To be clear, none of this means Clinton won’t be charged. There may be a trove of non-public evidence against her about which we simply do not know. It’s also possible that the FBI recommends charges and federal prosecutors decide not to move forward as occurs in many cases. No question, that could create an explosive and politicized showdown. But based on what we do know from what has been made public, there doesn’t seem to be a legitimate basis for any sort of criminal charge against her.
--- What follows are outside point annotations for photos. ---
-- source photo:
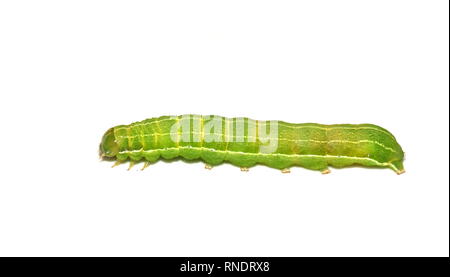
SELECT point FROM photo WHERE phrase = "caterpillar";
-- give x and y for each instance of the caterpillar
(245, 142)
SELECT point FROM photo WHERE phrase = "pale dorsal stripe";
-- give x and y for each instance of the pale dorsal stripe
(285, 124)
(375, 162)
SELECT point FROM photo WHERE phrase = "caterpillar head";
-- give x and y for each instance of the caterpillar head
(109, 147)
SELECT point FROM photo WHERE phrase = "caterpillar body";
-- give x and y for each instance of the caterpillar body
(245, 142)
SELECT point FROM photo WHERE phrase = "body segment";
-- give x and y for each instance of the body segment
(245, 142)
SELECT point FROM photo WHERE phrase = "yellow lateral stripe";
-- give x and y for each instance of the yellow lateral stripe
(258, 154)
(284, 139)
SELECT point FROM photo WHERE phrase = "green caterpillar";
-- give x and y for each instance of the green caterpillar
(245, 142)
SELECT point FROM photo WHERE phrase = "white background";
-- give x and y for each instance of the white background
(69, 70)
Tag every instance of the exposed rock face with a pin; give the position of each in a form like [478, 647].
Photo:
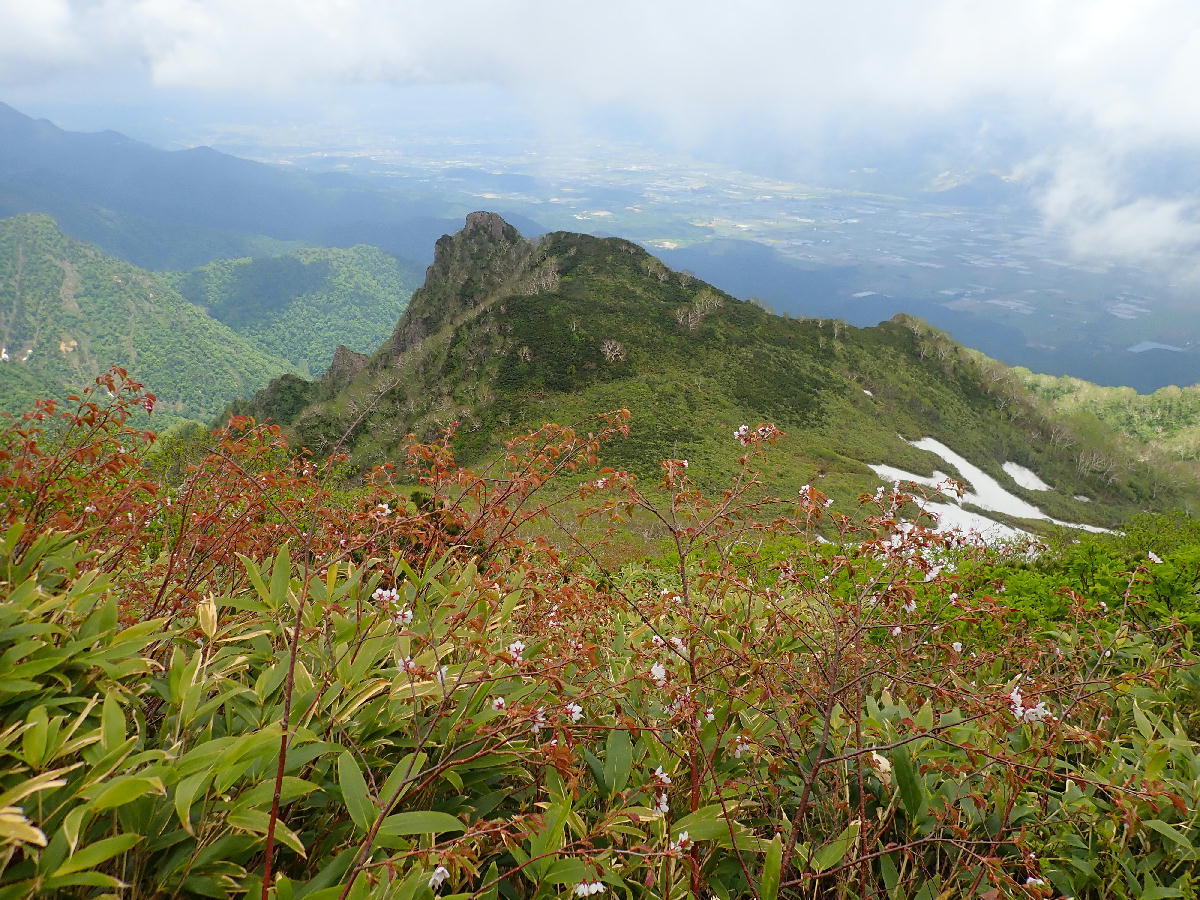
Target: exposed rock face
[345, 365]
[468, 268]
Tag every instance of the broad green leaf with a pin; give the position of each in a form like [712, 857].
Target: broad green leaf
[835, 850]
[1169, 831]
[618, 760]
[354, 792]
[768, 885]
[126, 791]
[420, 822]
[185, 795]
[93, 855]
[912, 790]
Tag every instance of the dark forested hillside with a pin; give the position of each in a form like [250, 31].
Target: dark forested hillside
[67, 312]
[508, 333]
[304, 304]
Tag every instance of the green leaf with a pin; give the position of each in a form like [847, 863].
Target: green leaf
[835, 850]
[768, 885]
[565, 871]
[618, 760]
[281, 577]
[705, 825]
[1171, 832]
[126, 791]
[354, 792]
[912, 789]
[420, 822]
[96, 853]
[185, 795]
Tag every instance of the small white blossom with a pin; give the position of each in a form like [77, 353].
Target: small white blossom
[681, 844]
[385, 595]
[439, 875]
[659, 673]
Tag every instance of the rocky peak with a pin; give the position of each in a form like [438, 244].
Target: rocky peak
[345, 365]
[469, 267]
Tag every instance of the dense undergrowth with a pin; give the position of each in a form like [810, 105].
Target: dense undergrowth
[238, 682]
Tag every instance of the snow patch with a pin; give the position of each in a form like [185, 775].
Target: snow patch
[1025, 478]
[985, 492]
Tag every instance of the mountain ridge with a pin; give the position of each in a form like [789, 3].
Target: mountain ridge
[508, 334]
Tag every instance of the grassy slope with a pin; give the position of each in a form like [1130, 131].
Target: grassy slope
[1169, 418]
[301, 305]
[519, 360]
[77, 311]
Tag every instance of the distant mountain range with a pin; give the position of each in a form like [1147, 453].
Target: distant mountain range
[508, 334]
[198, 339]
[180, 209]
I fear many commentators are allowing their analysis to become clouded by a long standing distrust, or even hatred of Hillary Clinton.
In fact, I recently expressed my view of this investigation to a friend who retorted “I didn’t know you are a Hillary guy?” I guess there is almost no way to analyze this case without being accused of partisanship but then please also mischaracterize me in this context as a Dennis Hastert guy, a George Zimmerman guy, a Brendan Dassey guy, a gun control guy and an anti-Obama guy (just to name a few).
Hillary bashing is good clean political sport but a federal criminal indictment is serious business, saved for serious crimes and hopefully based on serious evidence, which as of yet, has not materialized.